Temporary work is booming in Germany. Almost 2 percent of all employees are temps rented by agencies to other companies to meet peaks in demand without hiring new staff. But conditions are bad in some agencies.
900,000 temp workers are registered with German temporary work agencies. The agencies have the official permission to 'allocate employees,' or rent out their employees to other companies in temporary need of manpower.
The politicians who came up with the idea originally believed that the system would allow the German economy to better react to business fluctuations. At the same time, temporary work would help unemployed people get into permanent jobs. That's how it works in theory, anyway.Which seems to be the actuality too, if one reads the article;
Many temporary workers appreciate their agencies for the level of social security they offer. The workers benefit from permanent contracts, which are hardly available any more on the labor market. In addition, a Christmas bonus is included, employment protection and 30 days of paid holiday leave.

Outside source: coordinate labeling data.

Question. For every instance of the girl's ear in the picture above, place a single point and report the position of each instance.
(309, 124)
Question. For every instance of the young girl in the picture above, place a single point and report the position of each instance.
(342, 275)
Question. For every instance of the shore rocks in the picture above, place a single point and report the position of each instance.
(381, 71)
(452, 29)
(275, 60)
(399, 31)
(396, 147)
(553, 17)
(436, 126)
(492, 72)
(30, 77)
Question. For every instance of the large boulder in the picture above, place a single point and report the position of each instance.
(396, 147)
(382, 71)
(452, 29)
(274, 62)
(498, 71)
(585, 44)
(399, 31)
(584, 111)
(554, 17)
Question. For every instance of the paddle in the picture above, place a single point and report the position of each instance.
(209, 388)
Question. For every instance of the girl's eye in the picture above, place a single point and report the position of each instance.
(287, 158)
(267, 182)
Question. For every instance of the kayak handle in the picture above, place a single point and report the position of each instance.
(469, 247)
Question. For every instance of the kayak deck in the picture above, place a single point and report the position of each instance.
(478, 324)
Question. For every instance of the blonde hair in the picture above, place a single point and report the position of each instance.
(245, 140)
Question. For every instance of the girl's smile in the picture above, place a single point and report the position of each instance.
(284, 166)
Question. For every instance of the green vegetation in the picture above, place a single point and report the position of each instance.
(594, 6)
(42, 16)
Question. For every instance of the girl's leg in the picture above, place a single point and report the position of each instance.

"I would have had to stop working after I had a slipped disc," says Roland Seiberlich. "I was given a second chance as a temporary worker," the former car mechanic says enthusiastically, who works as a fork lift driver for his agency.
Office clerk Sascha Eisenhut sees more advantages than disadvantages. "You can try out different firms and find out for yourself what it is that you like doing best." And there is always the chance, he says, that the company that hired you temporarily will give you a permanent contract. The Economic Institute in Cologne (ZIW) confirms that in the last couple of years, some 25 percent of all employees received a permanent job via temporary employment.